Als Csilla von Boeselager im Spätsommer 1989 einen Tisch vor dem Pfarrgarten der Zugliget-Kirche in Budapest aufstellte, war sicherlich niemandem klar, dass er ein erstes kleines Puzzleteil zum Mauerfall sein würde. Die deutsch-ungarische Malteserin hatte kurz zuvor mit dem Pfarrer der Gemeinde, Imre Kozma, dort den ersten Hilfsdienst der Malteser in den damaligen Ostblock-Ländern gegründet. Bei einem Besuch in der deutschen Botschaft am 13. August erfuhr sie zufällig von der dramatischen Situation der in der ungarischen Hauptstadt gestrandeten DDR-Bürger. Sie wollten nach Meldungen erster Grenzübertritte als Urlauber getarnt fliehen. So viele waren es inzwischen, dass die Botschaft wegen Überfüllung schließen musste.

Schnelle unbürokratische Hilfe ist gefragt

Csilla reagierte prompt und errichtete ein Flüchtlingscamp quasi aus dem Nichts. Sie aktivierte ihre Kontakte, orderte Malteser aus Deutschland samt Zelten, Verpflegung und Ausrüstung herbei, bettelte Solvente um Spenden an. Als nur wenige Tage später Wolfgang Wagner als Einsatzleiter aus München eintraf, war das Zugliget-Lager bereits überfüllt, und er ließ ein weiteres aufbauen. Ein drittes folgte. In den nächsten Wochen fanden dort mehr als 55.000 DDR-Bürger Schutz, Trost und ein vorübergehendes Zuhause. Denn der Strom der Fliehenden riss nicht ab. Im Gegenteil.

Presseleute am Eingangstor des Geländes der Zugliget-Kirche in Budapest, auf dem vom Malteser Hilfsdienst ein Flüchtlingslager für DDR-Bürger eingerichtet worden war.
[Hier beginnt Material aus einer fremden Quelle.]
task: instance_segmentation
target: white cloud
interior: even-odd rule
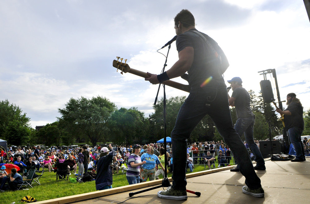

Schnell verbreitete sich in der DDR die Nachricht, dass in Budapest ein sicherer Rückzugsraum entstanden war, auch bei Familie Schiller aus Gera „Es war eine nervenaufreibende und ängstliche Zeit“, sagt Uwe Schiller heute. „Aber dass wir den Weg in das Malteser Lager fanden, hat uns vieles erleichtert. Die Hilfe und Solidarität waren überwältigend.“

Csilla von Boeselager (3.v.l. vorne) mit den Helfern der Malteser

Seiner Frau Heide blieb vor allem Csilla in Erinnerung: „Sie hat für unsere Begriffe Übermenschliches geleistet.“ Nachdem die Freifrau am 10. September inmitten der Zeltlager-Bewohner die erlösende Fernsehbotschaft des ungarischen Außenministers Gyula Horn über freie Ausreise in den Westen übersetzt hatte, die im aufbrausenden Jubel fast unterging, fuhr auch Familie Schiller Richtung Westen. Doch kurz vor der Grenze winkte ihnen ein Mann stehenzubleiben – die Angst doch noch von der Stasi gefasst zu werden, ließ alle erstarren. Doch der Ungar überreichte ihnen zwei Stücke aus dem ungarischen Grenzzaun – zur Erinnerung.

Die Stacheldraht-Stücke hängen heute in ihrem Wohnzimmer und sind Teil der Ausstellung am 10./11. September in Berlin zum 30. Jahrestag der Hilfe der Malteser in Budapest. Sie zeigt die Geschichte der Hilfsaktion und ordnet sie ein in den großen Umbruch von 1989.